Немецкое командование, очевидно, решило во что бы то ни стало найти и уничтожить батарею. Высоко в небе парил фашистский разведчик "фокке-вульф", прозванный в войсках "рамой". По форме он действительно напоминал раму. Разведчик забирался на недосягаемую для зениток высоту и вел съемки. "Юнкерсы" с прежним остервенением терзали Воронью гору. Батарея оставалась необнаруженной. Но жертвы были. По пути к авроровцам погиб от осколка командир дивизиона Григорий Лазаревич Соскин.

8 сентября, закрыв собою полнеба, на Ленинград поплыла фашистская армада. Не сосчитать, сколько их шло, надрывно гудящих бомбовозов.

Весь вечер и всю ночь небо над городом полыхало кровавым заревом. Разбомбленные склады имени Бадаева, где хранились запасы муки и сахара, выбросили двадцатиметровые столбы пламени. Раскаленной лавой тек сахар. Город горел. Тупорылые бомбовозы, иссеченные зенитками, рушились на пылающие дома.

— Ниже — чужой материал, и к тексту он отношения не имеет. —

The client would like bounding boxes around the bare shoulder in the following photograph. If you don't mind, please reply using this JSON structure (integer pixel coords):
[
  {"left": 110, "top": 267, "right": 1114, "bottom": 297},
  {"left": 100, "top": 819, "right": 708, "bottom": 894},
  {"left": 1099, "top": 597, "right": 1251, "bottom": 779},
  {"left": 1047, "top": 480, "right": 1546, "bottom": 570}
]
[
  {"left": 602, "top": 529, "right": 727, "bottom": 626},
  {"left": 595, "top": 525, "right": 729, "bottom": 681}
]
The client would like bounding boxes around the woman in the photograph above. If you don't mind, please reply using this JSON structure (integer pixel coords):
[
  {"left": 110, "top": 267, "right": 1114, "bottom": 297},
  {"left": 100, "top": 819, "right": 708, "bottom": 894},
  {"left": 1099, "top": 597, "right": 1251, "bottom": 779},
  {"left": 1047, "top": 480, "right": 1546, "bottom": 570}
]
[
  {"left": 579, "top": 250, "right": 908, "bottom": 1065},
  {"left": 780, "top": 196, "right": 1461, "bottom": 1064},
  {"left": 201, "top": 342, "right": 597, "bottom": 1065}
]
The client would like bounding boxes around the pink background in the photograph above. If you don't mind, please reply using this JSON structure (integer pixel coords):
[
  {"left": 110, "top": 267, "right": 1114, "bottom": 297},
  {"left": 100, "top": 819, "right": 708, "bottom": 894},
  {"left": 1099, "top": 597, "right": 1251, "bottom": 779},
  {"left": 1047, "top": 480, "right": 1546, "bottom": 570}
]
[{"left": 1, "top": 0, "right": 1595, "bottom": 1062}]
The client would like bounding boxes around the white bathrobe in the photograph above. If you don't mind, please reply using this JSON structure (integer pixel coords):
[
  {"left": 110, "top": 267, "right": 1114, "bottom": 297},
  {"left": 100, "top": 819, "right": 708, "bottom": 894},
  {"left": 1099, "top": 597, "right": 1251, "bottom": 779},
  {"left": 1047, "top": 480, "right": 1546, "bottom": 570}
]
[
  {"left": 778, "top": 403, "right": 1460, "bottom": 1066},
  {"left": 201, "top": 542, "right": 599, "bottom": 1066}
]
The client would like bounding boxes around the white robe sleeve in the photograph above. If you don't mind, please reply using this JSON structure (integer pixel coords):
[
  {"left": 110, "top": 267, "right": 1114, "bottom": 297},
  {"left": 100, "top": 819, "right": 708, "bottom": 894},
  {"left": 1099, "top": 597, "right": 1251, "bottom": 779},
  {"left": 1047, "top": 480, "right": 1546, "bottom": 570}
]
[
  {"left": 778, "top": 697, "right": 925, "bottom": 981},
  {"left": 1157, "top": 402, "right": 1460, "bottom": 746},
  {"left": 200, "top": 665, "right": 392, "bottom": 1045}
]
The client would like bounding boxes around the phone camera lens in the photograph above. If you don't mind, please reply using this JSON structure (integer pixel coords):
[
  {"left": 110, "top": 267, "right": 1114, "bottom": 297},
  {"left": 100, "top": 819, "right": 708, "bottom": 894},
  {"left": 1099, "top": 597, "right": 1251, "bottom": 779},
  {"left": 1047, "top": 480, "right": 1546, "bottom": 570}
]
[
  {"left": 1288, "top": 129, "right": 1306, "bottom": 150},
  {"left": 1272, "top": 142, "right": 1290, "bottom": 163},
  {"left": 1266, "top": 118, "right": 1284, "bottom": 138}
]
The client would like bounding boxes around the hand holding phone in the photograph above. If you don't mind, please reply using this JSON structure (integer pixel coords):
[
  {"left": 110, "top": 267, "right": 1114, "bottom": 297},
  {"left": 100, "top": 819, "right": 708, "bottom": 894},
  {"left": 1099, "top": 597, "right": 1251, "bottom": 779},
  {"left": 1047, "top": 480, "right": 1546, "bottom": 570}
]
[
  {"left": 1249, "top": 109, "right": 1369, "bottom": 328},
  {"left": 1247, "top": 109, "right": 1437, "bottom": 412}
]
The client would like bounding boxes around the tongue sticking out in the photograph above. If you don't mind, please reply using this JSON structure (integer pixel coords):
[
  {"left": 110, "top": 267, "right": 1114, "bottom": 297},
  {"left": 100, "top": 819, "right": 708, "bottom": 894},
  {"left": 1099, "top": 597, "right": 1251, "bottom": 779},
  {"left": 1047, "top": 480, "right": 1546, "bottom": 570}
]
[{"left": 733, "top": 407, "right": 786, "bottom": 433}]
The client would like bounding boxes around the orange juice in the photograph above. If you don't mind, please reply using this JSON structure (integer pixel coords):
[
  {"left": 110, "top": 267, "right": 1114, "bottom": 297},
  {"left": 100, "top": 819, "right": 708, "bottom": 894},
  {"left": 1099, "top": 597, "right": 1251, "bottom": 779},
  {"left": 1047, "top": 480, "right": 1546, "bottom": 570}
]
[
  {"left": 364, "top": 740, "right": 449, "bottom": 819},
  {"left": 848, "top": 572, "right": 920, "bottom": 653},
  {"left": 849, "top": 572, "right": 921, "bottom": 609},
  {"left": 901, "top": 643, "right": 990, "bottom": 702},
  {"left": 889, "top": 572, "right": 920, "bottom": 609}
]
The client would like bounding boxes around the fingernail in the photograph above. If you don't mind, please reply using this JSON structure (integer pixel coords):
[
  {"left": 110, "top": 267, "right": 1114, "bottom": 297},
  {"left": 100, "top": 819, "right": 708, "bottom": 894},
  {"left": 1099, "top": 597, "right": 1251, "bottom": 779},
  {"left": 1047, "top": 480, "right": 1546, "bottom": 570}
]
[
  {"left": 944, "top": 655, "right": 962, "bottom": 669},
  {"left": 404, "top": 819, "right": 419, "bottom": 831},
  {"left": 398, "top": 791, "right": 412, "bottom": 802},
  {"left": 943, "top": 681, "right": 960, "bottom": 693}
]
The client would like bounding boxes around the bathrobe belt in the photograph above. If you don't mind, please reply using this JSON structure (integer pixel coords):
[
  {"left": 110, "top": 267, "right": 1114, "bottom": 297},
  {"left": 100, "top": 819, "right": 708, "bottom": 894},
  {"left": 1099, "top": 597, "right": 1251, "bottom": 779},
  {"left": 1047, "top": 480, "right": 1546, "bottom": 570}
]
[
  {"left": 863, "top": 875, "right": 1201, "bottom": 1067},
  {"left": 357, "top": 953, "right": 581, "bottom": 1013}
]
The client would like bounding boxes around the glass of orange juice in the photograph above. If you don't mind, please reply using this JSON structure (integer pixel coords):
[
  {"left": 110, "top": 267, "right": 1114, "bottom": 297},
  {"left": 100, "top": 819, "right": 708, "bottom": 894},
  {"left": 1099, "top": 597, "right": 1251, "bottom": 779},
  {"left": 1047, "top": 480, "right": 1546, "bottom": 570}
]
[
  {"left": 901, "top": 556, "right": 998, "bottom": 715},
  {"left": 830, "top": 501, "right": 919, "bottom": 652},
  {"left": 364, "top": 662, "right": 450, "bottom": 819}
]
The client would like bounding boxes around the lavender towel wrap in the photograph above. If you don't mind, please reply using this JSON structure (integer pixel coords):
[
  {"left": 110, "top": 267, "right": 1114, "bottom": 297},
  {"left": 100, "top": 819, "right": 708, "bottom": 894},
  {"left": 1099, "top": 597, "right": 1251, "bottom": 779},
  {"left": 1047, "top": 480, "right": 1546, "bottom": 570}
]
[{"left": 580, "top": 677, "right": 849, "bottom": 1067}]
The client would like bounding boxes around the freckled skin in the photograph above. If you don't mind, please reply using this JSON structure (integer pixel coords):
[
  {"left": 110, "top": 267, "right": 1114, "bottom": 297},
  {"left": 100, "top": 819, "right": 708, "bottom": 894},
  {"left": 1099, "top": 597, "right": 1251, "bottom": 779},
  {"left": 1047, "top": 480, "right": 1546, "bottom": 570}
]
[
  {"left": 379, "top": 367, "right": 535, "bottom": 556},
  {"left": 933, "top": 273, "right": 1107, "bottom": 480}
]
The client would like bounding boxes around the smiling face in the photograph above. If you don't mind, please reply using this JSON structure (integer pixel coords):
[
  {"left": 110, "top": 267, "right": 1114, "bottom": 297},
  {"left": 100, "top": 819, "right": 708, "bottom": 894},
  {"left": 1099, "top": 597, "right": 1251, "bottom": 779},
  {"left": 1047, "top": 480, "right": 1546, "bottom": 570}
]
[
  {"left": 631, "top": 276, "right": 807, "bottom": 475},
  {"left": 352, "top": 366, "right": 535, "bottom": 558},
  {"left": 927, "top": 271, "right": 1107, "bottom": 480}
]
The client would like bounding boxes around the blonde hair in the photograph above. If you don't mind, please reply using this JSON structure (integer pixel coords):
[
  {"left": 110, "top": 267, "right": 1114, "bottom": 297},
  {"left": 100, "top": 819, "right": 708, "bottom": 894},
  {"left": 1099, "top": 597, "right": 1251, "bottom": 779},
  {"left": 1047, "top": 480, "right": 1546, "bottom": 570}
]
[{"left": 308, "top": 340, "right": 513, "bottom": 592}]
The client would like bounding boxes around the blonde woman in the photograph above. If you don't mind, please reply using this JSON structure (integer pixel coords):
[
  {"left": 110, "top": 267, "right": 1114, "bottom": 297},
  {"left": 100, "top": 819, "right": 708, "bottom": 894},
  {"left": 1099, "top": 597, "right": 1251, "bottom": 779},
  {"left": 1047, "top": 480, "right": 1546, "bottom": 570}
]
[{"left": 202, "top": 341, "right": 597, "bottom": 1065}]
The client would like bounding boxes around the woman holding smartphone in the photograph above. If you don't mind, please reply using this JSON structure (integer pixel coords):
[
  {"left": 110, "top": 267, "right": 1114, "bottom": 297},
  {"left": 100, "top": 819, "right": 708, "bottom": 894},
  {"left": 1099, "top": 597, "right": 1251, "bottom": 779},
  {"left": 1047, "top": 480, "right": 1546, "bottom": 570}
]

А утром батарея "А" получила последнюю почту. Писем не было. В сводке Советского информбюро Скулачев прочитал: "В ночь на 9 сентября наши войска продолжали бои с противником на всем фронте". И через всю полосу крупным шрифтом:

"Умрем, но Ленинград не отдадим!"

Стемнело, но дорога была еще различима. Она смутно серела среди темного леса. Не зажигая синих фар, шофер медленно вел батарейную полуторку. У выбоин, у бомбовых воронок притормаживал.

Деревья за обочиной, росшие вразброс, отдаленные друг от друга, словно сошлись, встали черной стеной, боясь ночного одиночества.

Старший лейтенант Иванов стоял в кузове, опираясь на крышу кабины. Встречный ветер холодил лицо. Лохматые кусты и сосенки, выбегавшие к дороге, не казались комбату ни призраками, ни медведями, поднявшимися на задние лапы. Он привык к полуночной езде, еще больше к ходьбе, и лес, изменившись во мраке до неузнаваемости, не был для него чужим.

Пока Костя объезжал очередную воронку, Иванов скорее представил, чем увидел, стоявшую у обочины сосну, расщепленную бомбовым взрывом. Макушка ее рухнула наземь, лишь корою крепясь к стволу, а сам ствол белел, как обнаженная кость.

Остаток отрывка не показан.